Behind every skatepark, there is a story. That story usually starts the same way: a couple of skaters talking about how great it would be to level up their favorite skate spot or even make one of their very own. But why is it worth it to add a skatepark?
The people behind the project
Skater and skate park builder Bob Zevenbergen has built quite a few skateparks in his time. I met Zevenbergen at Skatepark Utrecht, one of his very own creations together with his brother and other collaborators.
Lately, he has been involved with the Concrete Jungle Foundation, a charity that aims to empower others by sharing the experience of skateboarding. Zevenbergen told me about the skate park he worked on in Angola and his trip to Curacao later this month. To hear more about his and his colleague Tom Critchley’s experience in Angola, check out our conversation here.
While skating together, I comment on Bob’s moves; jumping to a rail to grind it, and snagging the tip of a ramp to ride down again. He chuckles, “I mean, I built the park, I know a few tricks.”
Getting the project going
There are actually a few different ways to make a skatepark, according to Zevenbergen. Many parks get their start from a couple of skaters building a few things out of plywood or concrete, usually referred to as ‘DIY parks.’ Pre-fab skateparks are not made on the location of the skatepark, instead, the ramps and obstacles are made in a factory and then shipped to the location and installed afterward. Another way is to build the ramps and pour the concrete on location.
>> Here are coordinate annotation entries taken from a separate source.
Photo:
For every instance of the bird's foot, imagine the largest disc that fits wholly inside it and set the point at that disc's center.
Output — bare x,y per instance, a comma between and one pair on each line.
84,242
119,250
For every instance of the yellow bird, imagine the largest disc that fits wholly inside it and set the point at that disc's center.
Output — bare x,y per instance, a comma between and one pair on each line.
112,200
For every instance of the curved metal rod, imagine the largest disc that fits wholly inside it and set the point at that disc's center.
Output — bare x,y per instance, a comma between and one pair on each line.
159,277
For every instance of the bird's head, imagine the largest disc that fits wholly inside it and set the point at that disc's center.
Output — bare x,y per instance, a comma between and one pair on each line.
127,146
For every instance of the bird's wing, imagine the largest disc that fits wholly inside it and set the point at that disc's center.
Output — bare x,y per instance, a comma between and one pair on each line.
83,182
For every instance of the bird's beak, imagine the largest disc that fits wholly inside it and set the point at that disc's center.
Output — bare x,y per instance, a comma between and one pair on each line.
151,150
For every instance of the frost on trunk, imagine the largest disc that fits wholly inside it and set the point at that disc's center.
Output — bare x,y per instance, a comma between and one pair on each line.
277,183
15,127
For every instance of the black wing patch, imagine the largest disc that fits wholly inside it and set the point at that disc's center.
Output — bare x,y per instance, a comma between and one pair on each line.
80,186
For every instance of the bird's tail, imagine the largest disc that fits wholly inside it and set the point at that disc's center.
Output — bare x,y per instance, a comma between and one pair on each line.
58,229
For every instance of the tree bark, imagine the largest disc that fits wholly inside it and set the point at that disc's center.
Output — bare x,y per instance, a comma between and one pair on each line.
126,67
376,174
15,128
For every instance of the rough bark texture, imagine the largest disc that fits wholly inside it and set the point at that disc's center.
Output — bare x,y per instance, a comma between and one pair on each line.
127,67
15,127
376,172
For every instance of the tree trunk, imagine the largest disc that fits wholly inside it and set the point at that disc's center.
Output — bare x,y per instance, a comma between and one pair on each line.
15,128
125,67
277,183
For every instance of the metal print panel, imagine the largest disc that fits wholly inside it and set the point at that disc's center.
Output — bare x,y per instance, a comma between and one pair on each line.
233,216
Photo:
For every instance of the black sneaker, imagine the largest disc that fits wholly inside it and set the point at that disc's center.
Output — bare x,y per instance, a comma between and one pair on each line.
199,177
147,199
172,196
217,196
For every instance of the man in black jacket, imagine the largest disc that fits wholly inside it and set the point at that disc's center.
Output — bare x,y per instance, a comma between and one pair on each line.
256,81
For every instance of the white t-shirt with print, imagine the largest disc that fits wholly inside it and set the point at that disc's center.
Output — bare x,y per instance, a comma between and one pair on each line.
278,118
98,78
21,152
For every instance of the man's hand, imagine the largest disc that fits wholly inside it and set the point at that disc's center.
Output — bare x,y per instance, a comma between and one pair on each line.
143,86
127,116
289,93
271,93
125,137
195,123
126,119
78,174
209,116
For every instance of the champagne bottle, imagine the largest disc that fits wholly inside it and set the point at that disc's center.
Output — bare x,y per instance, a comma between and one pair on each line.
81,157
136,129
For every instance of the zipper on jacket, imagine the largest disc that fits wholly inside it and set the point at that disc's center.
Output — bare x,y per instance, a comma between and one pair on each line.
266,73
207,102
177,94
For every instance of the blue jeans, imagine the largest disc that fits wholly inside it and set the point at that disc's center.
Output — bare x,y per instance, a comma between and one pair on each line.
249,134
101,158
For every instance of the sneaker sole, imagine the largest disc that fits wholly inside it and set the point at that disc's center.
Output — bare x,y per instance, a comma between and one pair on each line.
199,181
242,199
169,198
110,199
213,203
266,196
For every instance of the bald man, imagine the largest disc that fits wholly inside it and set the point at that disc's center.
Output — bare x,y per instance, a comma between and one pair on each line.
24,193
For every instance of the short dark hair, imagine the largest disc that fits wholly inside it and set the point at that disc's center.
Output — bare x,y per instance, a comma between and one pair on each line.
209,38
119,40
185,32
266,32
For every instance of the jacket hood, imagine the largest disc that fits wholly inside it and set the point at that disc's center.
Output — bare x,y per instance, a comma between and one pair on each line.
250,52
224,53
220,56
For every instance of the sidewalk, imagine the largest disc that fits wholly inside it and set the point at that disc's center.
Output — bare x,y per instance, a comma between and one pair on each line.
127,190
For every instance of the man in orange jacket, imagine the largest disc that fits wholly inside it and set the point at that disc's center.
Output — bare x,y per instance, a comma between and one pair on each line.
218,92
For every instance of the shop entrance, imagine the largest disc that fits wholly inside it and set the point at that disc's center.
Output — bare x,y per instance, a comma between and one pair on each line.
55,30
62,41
However, the task is easier said than done, as Utrecht “skater’s union” official and skater Koen Whitman explains. Apart from designing the ramps and obstacles of the course, funds need to be allocated before construction can start, not to mention there has to be support for the project, from both ends; not just the municipality or the skaters, but both.
“To get the council, the city to actually listen to the skaters [is where it begins]. What we did here in Utrecht is we made a skateboard union. Different skate parks, skate schools, skateboard shops, we all came together to improve skateboarding here in Utrecht. We became the voice, and the city had to involve us when it came to skateboarding. We just kind of said, hey if you’re gonna add something [skating-related] be sure to include us and we’ll make sure that the community will support it as well.” Whitman says that once someone becomes a trusted source, it’s pretty easy to go from there.
“And write something down once in a while!” Whitman exclaims. It’s important to remember projects like this don’t happen overnight, it takes a lot of people doing a lot of different tasks to accomplish a certain goal. While the process itself can sometimes take one to four years, a cement skatepark will provide fun for years to come.
The value of a skatepark
Jasper Meert, a youth union official for Dilbeek Skatepark in Belgium, explains a little bit about what he has seen on the job. “You see kids, 6-7 years old, coming to skate with their dads, and their dads skate as well and they are skating together and it’s just really nice to see. It has a really positive impact. Not only that, these younger skaters come here and [meet] other skaters, and they get introduced to the community here, which is really great for everyone and good for the kids to get inspired as well.”
What makes skateboarding different from other sports is that regardless if there is a sanctioned place for skaters to skate or not, they will find spots to skate and show off their developing talents. Skating is more similar to dancing as opposed to a team sport like soccer. There’s no coach, no teammates, no Most Valuable Player. People skate to develop their skills, to be creative, and to express themselves. A curb, a staircase, or a handrail will have a completely different purpose for a skater. However, just because skateboarding has no boundaries, that doesn’t mean providing a safe space for skating isn’t worth it.